As a rule, it is very difficult to detect leucocytes in the act of eating red corpuscles; but under various circumstances their activity in this respect may be stimulated to such a degree as to show them, in a microscopic preparation, busily engaged in this operation. The writer had the good fortune to prepare a spleen which proved to be peculiarly suitable for this observation (Fig. 5). His method was an example of the way in which a physiological experiment ought not to be conducted. Having placed a cannula in the aorta of a rabbit, just killed with chloroform, he was proceeding to wash the blood out of its bloodvessels with a stream of warm normal saline solution, when the bottle from which the salt-solution was flowing overturned. Fearing lest an air-bubble should enter the cannula, he hastily poured warm water into the pressure-bottle, and threw in some salt, in the hope that it would make a solution of about 0·9 per cent. The salt-solution was allowed to run through the bloodvessel for rather more than an hour. When sections of the spleen were cut, after suitable hardening, every section was found to be packed with leucocytes gorged with red corpuscles. Some of the corpuscles had just been ingested; from others the hæmoglobin had already been removed. It may be that, for some unknown reason, the destruction of red corpuscles was occurring in this particular rabbit with unusual rapidity at the time when it was killed; but it seems more probable that the animal’s leucocytes were provoked to excessive activity by changes in the red corpuscles brought about by salt-solution which was either more or less than “toxic.” As a score of attempts to reproduce the experiment, with solutions of different strengths, have failed, it is impossible to be sure that this is a valid explanation.

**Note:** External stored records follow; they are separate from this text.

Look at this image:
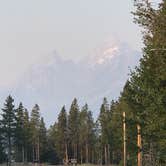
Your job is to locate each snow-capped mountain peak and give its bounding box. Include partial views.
[96,46,119,64]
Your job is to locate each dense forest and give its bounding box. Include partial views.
[0,0,166,166]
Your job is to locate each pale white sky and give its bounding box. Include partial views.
[0,0,160,87]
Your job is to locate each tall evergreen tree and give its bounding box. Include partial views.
[15,103,25,162]
[122,0,166,165]
[1,95,16,166]
[30,104,40,161]
[39,117,48,162]
[68,98,79,158]
[57,106,68,162]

There must be something in the condition of worn-out red corpuscles which either makes them peculiarly attractive to predatory leucocytes or renders them an exceptionally easy prey. It does not require much imagination to picture the drama which is enacted in the spleen. Slow-moving leucocytes are feeling for their food. The majority of red corpuscles pass by them; a few are held back. The leucocytes, like children in a cake-shop, cannot consume all the buns. A selection must be made, and preference is given to the sticky, sugary ones. Red corpuscles when out of order show a tendency to stick together. When blood is stagnating in a vein, or lying on a glass slide in a layer thin enough for microscopic examination, its red discs are seen after a time to adhere together in rouleaux. The parable of a child in a cake-shop is not so fanciful as it may appear.

The differentiation of function of organs is not as sharp as was formerly supposed. Evidence of their interdependence is rapidly accumulating. The activity of various organs is known to result in the formation of by-products termed “internal secretions,” which influence the activity of other organs, or even of the body as a whole. The spleen enlarges after meals. This may be merely connected with the engorgement of the abdominal viscera which occurs during active digestion, or it may indicate, as some physiologists hold, that an internal secretion of the spleen aids the pancreas in preparing its ferments. The spleen enlarges greatly in ague and in some other diseases of microbial origin. This has been regarded as evidence that it takes some part in protecting the body against microbes. But whatever may be the accessory functions which it exercises, they are not of material importance to the organism as a whole, seeing that removal of the spleen causes no permanent inconvenience either to men or animals. Its blood-destroying functions are taken on by accessory spleens, if there be any, and by lymphatic glands. The marrow of bone also becomes redder and more active. Under certain circumstances, red corpuscles, or fragments of red corpuscles, are to be seen within liver-cells; but it is uncertain whether blood-destruction is a standing function of the liver.